According to police statistics, 41 motorists ticketed over the long weekend were driving at a speed of 50 km/h or greater over the posted speed limit in the national park, which is 90. Another six drivers were charged with speeding and careless driving after they were found travelling in excess of 60 km/h over the limit.
“There are still people who refuse to accept their culpability in the violation of the speeding laws in Alberta,” Blandford said. “Even when we’re using laser, which is a lane and target specific instrument, some people refuse to accept they were actually traveling well over the speed limit.”
The team leader indicated that where the speed trap was set up, drivers would have passed 14 sets of speed limit signs and he believes a very small percentage actually missed the signs and assumed it was a 110 km/h zone.
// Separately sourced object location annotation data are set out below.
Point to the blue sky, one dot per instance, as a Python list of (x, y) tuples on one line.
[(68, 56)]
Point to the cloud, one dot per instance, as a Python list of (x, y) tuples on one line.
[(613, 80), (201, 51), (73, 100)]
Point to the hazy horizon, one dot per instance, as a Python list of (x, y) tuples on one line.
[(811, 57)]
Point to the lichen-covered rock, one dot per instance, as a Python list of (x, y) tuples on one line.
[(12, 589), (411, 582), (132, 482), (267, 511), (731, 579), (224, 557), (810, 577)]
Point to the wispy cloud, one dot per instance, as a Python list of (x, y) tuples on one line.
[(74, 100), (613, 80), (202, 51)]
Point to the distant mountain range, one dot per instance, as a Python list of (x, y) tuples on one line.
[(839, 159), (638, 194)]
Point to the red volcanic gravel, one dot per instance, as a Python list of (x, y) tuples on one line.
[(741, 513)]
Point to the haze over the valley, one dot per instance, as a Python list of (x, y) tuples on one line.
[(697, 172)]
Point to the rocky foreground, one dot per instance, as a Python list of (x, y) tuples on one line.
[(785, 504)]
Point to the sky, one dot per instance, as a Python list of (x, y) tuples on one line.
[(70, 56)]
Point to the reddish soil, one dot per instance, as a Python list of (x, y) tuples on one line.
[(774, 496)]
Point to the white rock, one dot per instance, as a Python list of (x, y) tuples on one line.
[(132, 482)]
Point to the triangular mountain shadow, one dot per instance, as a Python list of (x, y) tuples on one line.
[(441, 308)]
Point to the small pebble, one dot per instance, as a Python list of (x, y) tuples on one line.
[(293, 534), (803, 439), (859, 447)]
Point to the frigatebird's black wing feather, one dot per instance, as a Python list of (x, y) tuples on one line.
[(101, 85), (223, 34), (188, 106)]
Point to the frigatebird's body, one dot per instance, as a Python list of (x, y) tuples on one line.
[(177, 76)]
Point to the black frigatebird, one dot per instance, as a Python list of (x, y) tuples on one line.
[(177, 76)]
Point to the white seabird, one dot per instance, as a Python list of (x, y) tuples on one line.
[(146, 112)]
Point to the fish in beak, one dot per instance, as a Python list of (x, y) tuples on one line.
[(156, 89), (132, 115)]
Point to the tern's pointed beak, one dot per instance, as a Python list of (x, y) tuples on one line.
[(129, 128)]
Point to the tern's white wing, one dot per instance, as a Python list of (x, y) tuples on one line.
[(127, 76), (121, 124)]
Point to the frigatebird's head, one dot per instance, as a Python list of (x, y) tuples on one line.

“When they see a four-lane divided highway, they’re just going to travel the speed they want to travel,” he said, adding the majority of those caught from nearby places like Calgary have no excuse for not knowing the speed limit.
The BVITU maintains catching speeders in the area is a priority, however, it will also be looking for drivers committing other offences.
“We’re going to be looking for things such as distracted driving, following too close, failing to signal, aggressive driving behaviour and careless driving,” said Blandford. “We’ll never give up on speeding because it’s an issue in the park that we’ll continue to address.”
Having tougher drinking and driving penalties now in place, which state a driver caught with a blood alcohol level between .05 and .08 will lose their car and driver’s licence for three days, may also increase the number of vehicles caught.
“We’ll have to see. It just started and I’m sure people have already been caught and it’s a real sober awakening,” said Blanford. “I’m pretty sure that it’s going to have an effect on some people.”
Elsewhere in the province, Alberta Traffic Services experienced a high volume of speeding violations over the long weekend, including a 43-year-old who was clocked at 200 km/h near St. Paul. The driver was then seen tossing a beer can out the window.
With the apparent lack of discipline on Alberta’s highways, Blandford said police are determined to continue to stop speeding motorists.
“We’re going to continue to be aggressive in our enforcement and people have to start obeying the speed rules in the park,” he explained. “It’s not for them to decide whether or not the speed limit is correct.
“People have looked at the highway usage, why it’s being used, where it is and they’ve decided the best speed limit is 90 km/h and nothing is going to change.”